Avènement brutal par la révolution ; graduelle amélioration. Dans tous les
cas, promesse d’embellie pour les générations à venir. Or voilà que nos
maîtres, d’une main raflent aux pauvres le peu qu’on leur avait concédé pour
prix de leur servilité, de l’autre désignent à l’Est et au Sud ces soubresauts
manipulés, sommant les foules occidentales de voir en Orient se concrétiser
toutes les espérances du monde par la grâce des bombes. Et ce n’est pas
fini ! Demain, ce sera le Mali. Quand hier encore l’humanisme
révolutionnaire ne se donnait à entendre que d’une infime part de
l’intelligentsia, qui avait lu Marx, n’est-ce pas aujourd’hui tous les prélats
menteurs de la tour Panoptic et tous les barons voleurs de Kapitotal qui s’en
réclament ? Il s’en faut d’un œil imaginal pour voir ces tristes sires
accomplir leur geste historique : celui de renverser eux-mêmes la table où
gît le parchemin du contrat méphistophélique.)

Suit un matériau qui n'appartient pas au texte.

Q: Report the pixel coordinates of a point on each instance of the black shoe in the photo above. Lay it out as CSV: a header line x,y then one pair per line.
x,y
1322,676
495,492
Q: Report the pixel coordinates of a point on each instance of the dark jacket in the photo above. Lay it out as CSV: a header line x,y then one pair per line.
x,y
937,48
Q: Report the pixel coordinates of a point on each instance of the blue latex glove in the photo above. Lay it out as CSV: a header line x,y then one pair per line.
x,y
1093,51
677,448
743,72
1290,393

Tournoyant toujours comme une flamme vive, j’ai fort à
faire dans ma djellaba de soie rouge, une capeline et des voiles écarlates me couvrant
le visage et le corps, pour conserver les faveurs d’un troupeau de touristes en
shorts et chapeaux de far-west ayant déjà capturé mes voltes incendiaires dans
leurs enclos numériques. La foule rassasiée d’images exotiques a migré vers le
podium du Septième Ciel, protégé par une haie de barrières
métalliques. J’observe ta dérive dans cette marée, le singe posé comme un
enfant sur tes épaules, puis ton heurt contre un mur de gorilles aux chasubles
jaune fluo portant la marque de l’émission, diffusée dans le monde arabe sous l’appellation Samâaou Sabbyâtou.

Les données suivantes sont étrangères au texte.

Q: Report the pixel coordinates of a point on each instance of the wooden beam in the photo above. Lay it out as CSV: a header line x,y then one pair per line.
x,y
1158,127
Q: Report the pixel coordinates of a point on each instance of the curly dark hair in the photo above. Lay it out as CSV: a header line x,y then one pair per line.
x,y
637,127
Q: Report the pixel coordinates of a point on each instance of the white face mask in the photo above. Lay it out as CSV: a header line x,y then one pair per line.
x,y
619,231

Ô condamnation du septième étage de l’esprit !
Bientôt je reste seule au milieu de la place, tout son
public avalé par l’attraction planétaire. Les survêtements des vigiles brillent
en outre d’un habile jeu de mots dans la langue du Cheikh El Akhbar : LKM
– KLM. L’écriture sémitique étant construite sur des racines de trois consonnes
à l’exclusion des voyelles, chacun peut lire ici « LaKouM
KaLiMa ». Soit : « A vous la Parole ».
Nous les prenons au mot.
Il s’agit du principal slogan Panoptic diffusé par la
chaîne Al Jezira du Qatar, depuis ce qu’on a nommé le printemps arabe. Selon le
même principe, les deux invités de ce soir se sont vu attribuer un sigle
trilitère aisément reconnaissable par les centaines de millions de spectateurs.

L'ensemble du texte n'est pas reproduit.